Everything changed when Germany invaded the Low Countries in 1940, out-flanking the French fortifications. General Maczek's unit suddenly received all the equipment they had asked for, with one condition: they had to go into action immediately. That was impossible, because many Polish soldiers had no idea how to use the new equipment and there was no time for training. General Maczek decided to lead a small force of his best trained men, hoping that the rest of his unit would join them later. That small force was called the 10th Armoured Cavalry Brigade (10 Brygada Kawalerii Pancernej) in honour of the "Black Brigade" from 1939. On June 6, 10th Brigade had one tank battalion, two strong motorized cavalry squadrons, one anti-tank battery and one anti-aircraft battery.

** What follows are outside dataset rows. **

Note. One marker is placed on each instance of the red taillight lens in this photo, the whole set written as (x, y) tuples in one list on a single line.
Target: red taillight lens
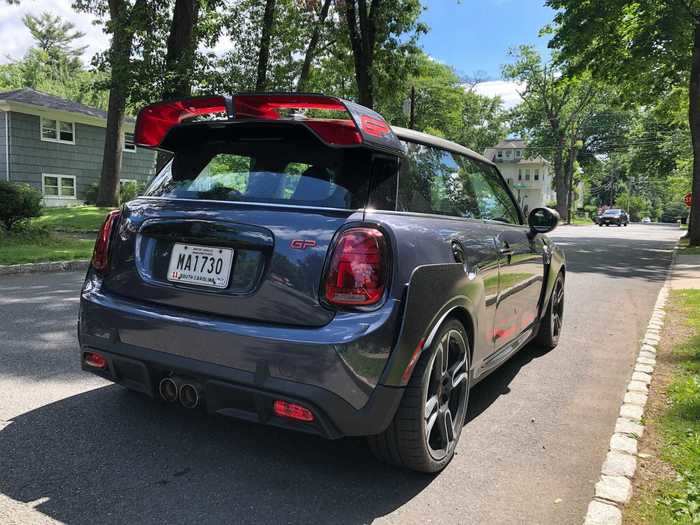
[(357, 271), (292, 411), (154, 121), (100, 256), (95, 360)]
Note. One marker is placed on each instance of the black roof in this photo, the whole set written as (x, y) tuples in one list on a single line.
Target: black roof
[(44, 100)]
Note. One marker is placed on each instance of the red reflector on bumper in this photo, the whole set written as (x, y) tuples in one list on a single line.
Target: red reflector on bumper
[(94, 360), (292, 411)]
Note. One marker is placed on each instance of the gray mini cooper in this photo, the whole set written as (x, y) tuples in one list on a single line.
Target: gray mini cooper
[(301, 263)]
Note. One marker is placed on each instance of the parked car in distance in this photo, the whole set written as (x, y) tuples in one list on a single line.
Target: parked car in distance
[(614, 216), (335, 276)]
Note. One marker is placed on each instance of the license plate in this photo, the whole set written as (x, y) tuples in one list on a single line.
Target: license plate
[(200, 265)]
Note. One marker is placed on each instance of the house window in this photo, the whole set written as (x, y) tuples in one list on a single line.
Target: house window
[(61, 186), (129, 144), (57, 131)]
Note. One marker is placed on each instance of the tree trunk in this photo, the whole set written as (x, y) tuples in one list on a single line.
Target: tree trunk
[(570, 159), (264, 54), (179, 58), (119, 55), (560, 179), (694, 119), (362, 40), (311, 48)]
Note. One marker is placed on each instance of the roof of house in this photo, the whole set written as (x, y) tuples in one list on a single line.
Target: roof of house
[(37, 98)]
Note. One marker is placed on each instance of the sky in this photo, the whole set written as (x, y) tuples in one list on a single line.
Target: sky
[(473, 36)]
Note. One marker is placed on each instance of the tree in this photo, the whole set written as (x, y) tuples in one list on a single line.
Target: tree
[(55, 36), (313, 45), (264, 52), (553, 110), (647, 46), (124, 19), (374, 30)]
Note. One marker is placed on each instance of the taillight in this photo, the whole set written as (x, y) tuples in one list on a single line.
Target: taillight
[(358, 268), (292, 411), (100, 256)]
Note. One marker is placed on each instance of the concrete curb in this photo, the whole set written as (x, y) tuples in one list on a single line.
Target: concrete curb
[(614, 489), (58, 266)]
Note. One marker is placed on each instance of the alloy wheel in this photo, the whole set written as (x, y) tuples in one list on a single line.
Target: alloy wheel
[(446, 395)]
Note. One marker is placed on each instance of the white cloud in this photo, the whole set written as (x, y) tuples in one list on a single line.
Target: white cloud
[(506, 89), (16, 39)]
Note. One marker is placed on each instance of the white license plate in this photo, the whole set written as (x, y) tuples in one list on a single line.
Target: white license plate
[(201, 265)]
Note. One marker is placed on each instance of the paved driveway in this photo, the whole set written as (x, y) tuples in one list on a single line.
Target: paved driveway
[(74, 448)]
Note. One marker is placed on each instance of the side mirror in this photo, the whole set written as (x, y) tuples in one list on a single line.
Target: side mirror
[(542, 220)]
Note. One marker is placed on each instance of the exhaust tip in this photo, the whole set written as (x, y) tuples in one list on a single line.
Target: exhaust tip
[(168, 389), (189, 395)]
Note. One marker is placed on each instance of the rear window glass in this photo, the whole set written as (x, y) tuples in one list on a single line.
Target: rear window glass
[(269, 171)]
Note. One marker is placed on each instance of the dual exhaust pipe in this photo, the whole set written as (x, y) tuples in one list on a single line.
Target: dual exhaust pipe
[(175, 388)]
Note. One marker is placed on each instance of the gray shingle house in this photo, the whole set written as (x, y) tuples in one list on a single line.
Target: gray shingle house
[(56, 145)]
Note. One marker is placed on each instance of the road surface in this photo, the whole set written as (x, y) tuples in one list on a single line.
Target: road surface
[(76, 449)]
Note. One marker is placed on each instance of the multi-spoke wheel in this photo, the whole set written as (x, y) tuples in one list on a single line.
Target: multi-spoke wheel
[(429, 421), (552, 322)]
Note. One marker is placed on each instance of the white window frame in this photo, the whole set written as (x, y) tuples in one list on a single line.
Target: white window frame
[(133, 144), (59, 177), (58, 130)]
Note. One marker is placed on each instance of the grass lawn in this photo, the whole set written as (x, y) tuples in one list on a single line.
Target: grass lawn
[(669, 490), (74, 219), (16, 249)]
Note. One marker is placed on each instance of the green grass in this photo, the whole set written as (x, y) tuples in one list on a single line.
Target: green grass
[(75, 219), (678, 500), (684, 249), (44, 247)]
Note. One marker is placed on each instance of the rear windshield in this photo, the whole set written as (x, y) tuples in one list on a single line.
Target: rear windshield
[(269, 169)]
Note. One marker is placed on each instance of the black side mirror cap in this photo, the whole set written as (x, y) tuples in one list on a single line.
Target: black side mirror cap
[(542, 220)]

The brigade was attached to the French Fourth Army near Reims, and was ordered to cover its left flank. However, Maczek's unit was much too weak to successfully hold back full German armoured divisions. Polish soldiers managed only to cover one retreating French infantry division by attacking German forces in Champaubert-Montgivroux. Later the brigade had to withdraw with the rest of French troops, and joined the French XXIII Corps. On June 16 the brigade attacked, by night, the town of Montbard over the Burgundy Canal. Maczek's soldiers completely surprised the Germans and took many prisoners.
The 10th Brigade was fighting alone by this time, with the French units on both flanks either routed or in retreat. There were no French forces to exploit that victory, and the decimated Polish unit found itself surrounded and without fuel. On June 18, General Maczek decided to destroy most of his equipment and to withdraw on foot. Later that day he had to split the remnants of his brigade into small groups, so they could pass through enemy lines. Many of Maczek's men, including the general himself, found their way to the United Kingdom, where a Polish armoured unit was recreated, while others joined the Polish and French resistance organizations in France and Belgium.
The 10th Armoured Cavalry Brigade was a small formation, but with an excellent fighting spirit. Most of its soldiers managed to get to Great Britain, where the 10th Armoured Cavalry Brigade was recreated as a part of General Maczek's 1st Armoured Division.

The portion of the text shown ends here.